Georg Fröhlich, mit 16 Jahren der jüngste deutsche Grand-Prix-Starter, verkörpert die Idee von ADAC und Honda, junge Talente zu generieren und sie über den 125er-Markencup und die 125er-IDM so schnell wie möglich in die WM zu bringen. Der schmächtige Sachse hat die genannten Schritte innerhalb von zwei Jahren mit Bravour bewältigt und wäre 2003 sogar um ein Haar IDM-Champion geworden. Nun darf er mit einer Wild Card alle zehn europäischen WM-Läufe bestreiten.
Dabei wird der Youngster auch auf Dario Giuseppetti treffen, mit dem er sich im vergangenen Jahr einen spannenden Fight um den IDM-Titel geliefert hatte.
Giuseppetti, 19 Jahre alt und Sohn eines
in Berlin ansässigen italienischen Kaffeegroßhändlers, hat einen Zwei-Jahres-
Vertrag beim Schweizer Elit-Honda-Team unterschrieben. Sein Teamkollege dort ist zwar fast zwei Jahre jünger, aber an
Thomas Lüthi kann sich Giuseppetti dennoch orientieren: Der Schweizer trumpfte schon 2003 in der WM mächtig auf und verbuchte als Highlight einen zweiten Platz in Catalunya.

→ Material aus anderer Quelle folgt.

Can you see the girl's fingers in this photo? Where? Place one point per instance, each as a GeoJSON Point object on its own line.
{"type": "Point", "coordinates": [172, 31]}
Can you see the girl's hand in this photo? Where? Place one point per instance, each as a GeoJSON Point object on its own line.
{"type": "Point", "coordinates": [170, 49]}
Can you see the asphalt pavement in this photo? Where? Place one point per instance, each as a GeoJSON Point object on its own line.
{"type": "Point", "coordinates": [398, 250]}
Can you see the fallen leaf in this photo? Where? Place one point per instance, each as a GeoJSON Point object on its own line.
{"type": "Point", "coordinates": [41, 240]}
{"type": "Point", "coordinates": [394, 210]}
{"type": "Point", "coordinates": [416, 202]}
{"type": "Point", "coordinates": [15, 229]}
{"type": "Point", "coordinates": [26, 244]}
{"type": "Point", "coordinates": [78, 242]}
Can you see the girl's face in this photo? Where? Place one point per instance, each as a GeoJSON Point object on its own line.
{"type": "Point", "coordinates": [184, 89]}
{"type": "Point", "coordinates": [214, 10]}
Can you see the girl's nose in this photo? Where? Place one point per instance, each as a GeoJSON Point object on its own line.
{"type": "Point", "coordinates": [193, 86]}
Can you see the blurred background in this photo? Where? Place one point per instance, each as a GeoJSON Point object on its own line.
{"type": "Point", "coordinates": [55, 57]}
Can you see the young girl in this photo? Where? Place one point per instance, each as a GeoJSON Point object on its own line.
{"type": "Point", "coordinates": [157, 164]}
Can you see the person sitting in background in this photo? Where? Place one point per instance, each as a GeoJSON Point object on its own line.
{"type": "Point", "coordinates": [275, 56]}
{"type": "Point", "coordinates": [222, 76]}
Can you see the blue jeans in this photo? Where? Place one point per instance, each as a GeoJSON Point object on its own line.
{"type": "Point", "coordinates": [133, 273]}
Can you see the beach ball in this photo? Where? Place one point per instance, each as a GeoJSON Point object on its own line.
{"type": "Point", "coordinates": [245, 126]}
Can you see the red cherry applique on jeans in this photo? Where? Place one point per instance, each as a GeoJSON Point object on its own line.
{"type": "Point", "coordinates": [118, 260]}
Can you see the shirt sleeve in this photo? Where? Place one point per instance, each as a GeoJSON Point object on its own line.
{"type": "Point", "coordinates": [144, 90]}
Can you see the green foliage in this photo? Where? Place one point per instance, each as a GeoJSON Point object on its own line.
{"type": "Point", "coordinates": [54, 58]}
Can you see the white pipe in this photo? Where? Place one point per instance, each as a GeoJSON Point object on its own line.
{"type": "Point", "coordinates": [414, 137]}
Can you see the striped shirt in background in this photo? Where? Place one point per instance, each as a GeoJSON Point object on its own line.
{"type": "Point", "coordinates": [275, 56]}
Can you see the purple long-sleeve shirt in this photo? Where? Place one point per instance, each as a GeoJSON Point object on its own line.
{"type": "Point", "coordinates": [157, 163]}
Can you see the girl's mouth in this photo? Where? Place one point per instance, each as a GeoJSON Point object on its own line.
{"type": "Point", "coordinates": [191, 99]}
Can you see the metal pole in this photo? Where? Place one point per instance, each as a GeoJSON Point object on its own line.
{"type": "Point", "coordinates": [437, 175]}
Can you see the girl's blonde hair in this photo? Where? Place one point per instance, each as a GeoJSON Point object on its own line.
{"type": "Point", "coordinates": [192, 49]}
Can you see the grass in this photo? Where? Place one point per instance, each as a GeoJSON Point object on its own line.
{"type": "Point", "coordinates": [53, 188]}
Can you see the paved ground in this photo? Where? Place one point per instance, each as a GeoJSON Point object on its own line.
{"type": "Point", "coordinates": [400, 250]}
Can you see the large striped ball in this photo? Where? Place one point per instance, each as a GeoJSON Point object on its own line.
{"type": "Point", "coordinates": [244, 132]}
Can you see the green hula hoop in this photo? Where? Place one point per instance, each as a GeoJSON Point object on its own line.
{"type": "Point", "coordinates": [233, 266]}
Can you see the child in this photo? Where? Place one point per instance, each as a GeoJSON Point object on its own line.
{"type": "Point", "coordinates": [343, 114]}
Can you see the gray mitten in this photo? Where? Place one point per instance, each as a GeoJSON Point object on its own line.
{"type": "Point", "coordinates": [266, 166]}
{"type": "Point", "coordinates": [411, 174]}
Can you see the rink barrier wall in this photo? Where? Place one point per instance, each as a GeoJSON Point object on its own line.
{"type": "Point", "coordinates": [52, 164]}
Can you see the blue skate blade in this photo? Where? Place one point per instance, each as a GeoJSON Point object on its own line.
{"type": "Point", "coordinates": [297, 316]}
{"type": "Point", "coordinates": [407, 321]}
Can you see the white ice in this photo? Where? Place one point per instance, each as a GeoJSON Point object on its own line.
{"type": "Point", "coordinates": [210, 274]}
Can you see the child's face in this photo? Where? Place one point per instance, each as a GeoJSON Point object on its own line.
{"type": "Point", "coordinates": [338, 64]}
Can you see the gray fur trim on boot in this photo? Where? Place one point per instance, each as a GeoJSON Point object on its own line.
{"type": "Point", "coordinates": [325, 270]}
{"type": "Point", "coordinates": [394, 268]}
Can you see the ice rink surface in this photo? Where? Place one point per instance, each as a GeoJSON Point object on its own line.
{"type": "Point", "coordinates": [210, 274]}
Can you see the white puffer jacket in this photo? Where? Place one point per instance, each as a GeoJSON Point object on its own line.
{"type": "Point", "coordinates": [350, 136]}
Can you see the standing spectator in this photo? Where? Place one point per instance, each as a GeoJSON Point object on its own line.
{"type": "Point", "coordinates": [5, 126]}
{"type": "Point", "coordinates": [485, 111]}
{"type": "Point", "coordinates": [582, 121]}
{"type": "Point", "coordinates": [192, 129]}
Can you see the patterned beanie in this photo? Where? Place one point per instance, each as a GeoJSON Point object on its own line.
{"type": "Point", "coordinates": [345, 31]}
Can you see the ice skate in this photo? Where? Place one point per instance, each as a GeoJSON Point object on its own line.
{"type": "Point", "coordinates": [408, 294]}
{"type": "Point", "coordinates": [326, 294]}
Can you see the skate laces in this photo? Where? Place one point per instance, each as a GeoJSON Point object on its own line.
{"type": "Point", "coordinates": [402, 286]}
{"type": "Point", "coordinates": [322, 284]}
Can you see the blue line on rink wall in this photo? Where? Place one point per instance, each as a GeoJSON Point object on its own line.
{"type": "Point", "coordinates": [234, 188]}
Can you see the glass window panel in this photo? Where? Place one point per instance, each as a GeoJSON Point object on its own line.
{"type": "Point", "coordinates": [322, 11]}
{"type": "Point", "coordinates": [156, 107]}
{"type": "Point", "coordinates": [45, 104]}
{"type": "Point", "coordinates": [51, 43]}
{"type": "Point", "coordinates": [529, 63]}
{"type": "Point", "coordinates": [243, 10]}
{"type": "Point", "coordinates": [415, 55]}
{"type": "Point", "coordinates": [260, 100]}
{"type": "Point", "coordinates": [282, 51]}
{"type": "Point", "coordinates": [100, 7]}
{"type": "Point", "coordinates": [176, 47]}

Einen guten Einstand in die 250er-WM hat im vergangenen Jahr Christian Gemmel geschafft. Nun will sich der 23-Jährige
aus Idar-Oberstein nach oben orientieren: »Regelmäßige Platzierungen zwischen den Rängen acht und zwölf sind mein Ziel.« Um das zu erreichen, wird er sich ganz auf
seinen Job als Rennprofi konzentrieren und nicht mehr als Mechaniker im Motorradladen seiner Teamchefs Jochen und Stefan Kiefer arbeiten. Zusammen mit Ex-Rennfahrer Jürgen Lingg haben die Kiefers ihrem Schützling eine mit Motorkit und Spezialrahmen veredelte Honda präpariert.
Während Christian Gemmel weiter auf die bewährte Struktur des Kiefer-Castrol-Honda-Teams vertraut, legt der bisher glücklose Dirk Heidolf zu Beginn seiner dritten 250er-WM-Saison alle Hoffnungen in den Wechsel ins spanische Team Aspar Race Competition des Ex-Weltmeisters Jorge Martinez. 2002 und 2003 war der Sachse im Aprilia-Germany-Team angetreten und nennt das vergangene Jahr
seine bislang »schwärzeste Saison«. Bei einem Sturz in Le Mans hatte er sich den Handwurzelknochen gebrochen und kurz darauf in Mugello vom überraschenden Tod seines Vaters erfahren. Nachdem er 2003 bei insgesamt sieben Rennen nicht gestartet oder ausgefallen war, landete er nur auf dem 21. WM-Platz. Im Junior-Team von Aspar tritt Heidolf neben dem 21 Jahre alten Spanier Hector Faubel an. Beide starten auf Production Racern und haben allen Grund, kräftig am Kabel zu ziehen: Ab Gesamträngen von zehn oder besser sollen sie die Chance auf ein Werksmotorrad für 2005 bekommen.